Following the first quarter earlier this year, JD.com announced that earnings were higher than anticipated, which also came with the news that they were reforging an agreement to go into business with Tencent. First started back in 1998, JD.com comes in at the third largest internet based company in the world with nearly 70 billion dollars in annual revenue.
Based on JD reports, the first quarter of this year saw just shy of 21 percent when compared to the first quarter of last year covering the same period. The predicted forecast came up short at 120 billion yuan, while JD managed to pull in just over 121 billion yuan, which is just over 18 billion US. This might not seem like much given the small difference between the two numbers, but 1 billion yuan is a significant amount of money.
Consumers Are The Market
For an internet-based retail company like JD, it really comes down to the number of users that are joining the platform and how many people use it indefinitely. Coming up from last year, JD had 15 percent new active customers join its platform in the first quarter, bringing the total number of active accounts past 310 million. Of course, more customers mean more costs, and it comes out to 15.3 billion in costs for so many customers. However, JD being as efficient as ever, managed to increase product revenue past 16 billion.

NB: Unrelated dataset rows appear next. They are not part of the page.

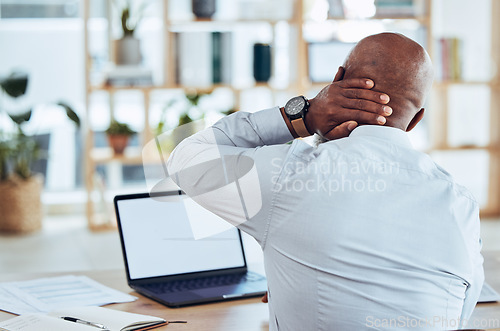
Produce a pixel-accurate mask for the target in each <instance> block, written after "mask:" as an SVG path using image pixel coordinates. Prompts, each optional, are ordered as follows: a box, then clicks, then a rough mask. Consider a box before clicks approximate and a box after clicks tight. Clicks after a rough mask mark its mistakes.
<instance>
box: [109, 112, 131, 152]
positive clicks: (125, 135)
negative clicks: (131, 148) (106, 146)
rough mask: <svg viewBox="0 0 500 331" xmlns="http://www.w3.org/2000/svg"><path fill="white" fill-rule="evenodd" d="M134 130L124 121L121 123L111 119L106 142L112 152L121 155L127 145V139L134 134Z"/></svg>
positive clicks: (126, 146)
mask: <svg viewBox="0 0 500 331" xmlns="http://www.w3.org/2000/svg"><path fill="white" fill-rule="evenodd" d="M136 133H137V132H135V131H134V130H132V129H131V128H130V126H128V124H126V123H121V122H118V121H116V120H112V121H111V123H110V124H109V127H108V129H107V130H106V134H107V136H108V143H109V145H110V146H111V148H113V152H114V153H115V154H116V155H122V154H123V152H124V151H125V148H126V147H127V145H128V141H129V139H130V137H131V136H133V135H134V134H136Z"/></svg>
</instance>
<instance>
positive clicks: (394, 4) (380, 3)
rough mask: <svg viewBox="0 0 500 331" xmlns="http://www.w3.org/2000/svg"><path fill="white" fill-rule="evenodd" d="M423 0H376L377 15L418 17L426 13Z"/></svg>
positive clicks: (388, 16)
mask: <svg viewBox="0 0 500 331" xmlns="http://www.w3.org/2000/svg"><path fill="white" fill-rule="evenodd" d="M424 6H425V3H424V1H423V0H375V7H376V8H377V11H376V15H375V16H381V17H416V16H420V15H422V14H423V13H424V11H425V9H424Z"/></svg>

New customers are one of the most appealing prospects of going into business with Tencent. For JD, this means integrated access to more than 1 billion active users on the WeChat platform, currently the largest in China and the world. Tencent required a hefty price to be paid to put things in motion, including 250 million in class A shares from JD as well as 800 million dollars paid over three years.
JD’s Tried And Tested History
Richard Liu Quingdong has become one of the wealthiest men in the world today as the CEO and founder of JD back in 1998. Not only has the company changed names several times, from Jindong Century Trading to 360Buy, but it also started out as a physical retail store. Liu Quingdong started his company with a focus on optics, which then became all manner of computer supplies, and in a couple of years, Richard built up several brick and mortar shops throughout Beijing, China.
The SARS epidemic was a very unfortunate event, which also caused Richard Liu to closed down his physical stores because he could not have anyone working in them. This is when the idea to transition JD to online retail came about, and in 2004, Richard Liu started jdlaser.com. Popularity was growing for Liu’s company, and in 2010 he changed the name of the company to Jingdong Mall and purchased the domain 360buy.com. Richard expanded outwards and turned 360buy into an international company by 2012, and in 2013, the company was renamed to JD.com.
Following the expansion of the company to international markets, JD formed business partnerships with other major companies like Tencent and Walmart. These initial investments allowed JD to become a major market contender and eventually beat out Alibaba Group, the only other major competition in JD.com’s market. JD has since built relationships with hundreds of companies around the world, including major brands like Prada and Mowi China.